The Sages taught: If his son is wise and knows how to inquire, his son asks him. And if he is not wise, his wife asks him. And if even his wife is not capable of asking or if he has no wife, he asks himself. And even if two Torah scholars who know the halakhot of Passover are sitting together and there is no one else present to pose the questions, they ask each other.

If one is alone or in a big group, there is a demand to talk it out in the form of a story. This is no surprise given that human beings are story processors, not logic processors, to paraphrase Jonathan Haidt. When we have the letter “E,” are we thinking about ourselves? When we’re expressing our story, are we a persecuted person, or do we teach ourselves how to transcend persecution? The story of Pesach, the story of the haggadah, is a story of resilience.

The architects of the haggadah taught us how to cope with moments like this pandemic. They taught us you have to have Support, Action, Faith, Express, because now, when all of us are scared, we are wondering: Are we going to tell our story as one that was ascending — we were at the bottom, now we’re at the top —  or are we going to tell ourselves the story in which we were at the top and now we’re at the bottom?

The answer is neither.
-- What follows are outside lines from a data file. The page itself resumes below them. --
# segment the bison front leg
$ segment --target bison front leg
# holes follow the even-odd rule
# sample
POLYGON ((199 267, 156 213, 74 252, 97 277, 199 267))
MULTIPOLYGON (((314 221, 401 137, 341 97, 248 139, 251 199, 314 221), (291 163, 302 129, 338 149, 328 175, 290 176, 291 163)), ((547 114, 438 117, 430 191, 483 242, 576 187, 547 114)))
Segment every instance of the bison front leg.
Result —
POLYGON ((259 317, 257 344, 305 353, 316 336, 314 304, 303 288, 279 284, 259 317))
The best way to have resilience, the best way to inspire, the best way to teach our young people to have grit is through the oscillating narrative  because having ups and downs is the truest story of humanity and the most authentic story of every individual.

If we all tell that oscillating narrative, we’ll be able to look back at COVID-19 and say, “Here’s how we were able to cope with it. Here’s how we were able to deal with it.” Because after this, our descendants are going to ask us, “What did you do during COVID-19? How did you deal with it? What result did you have? Did you become stingier or did you become more generous? Did you become more isolated, or even in your isolation, did you reach out to others? Did you become more exclusive or more inclusive?”

These are the questions our children and grandchildren inevitably will ask. The responsibility falls on us to provide answers and, just as importantly, to provoke more questions. It’s our responsibility to pass on our stories that each and every one of us must continue to write.

May we all have a beautiful Passover!

Noam Weissman is the senior vice president of education for OpenDor Media.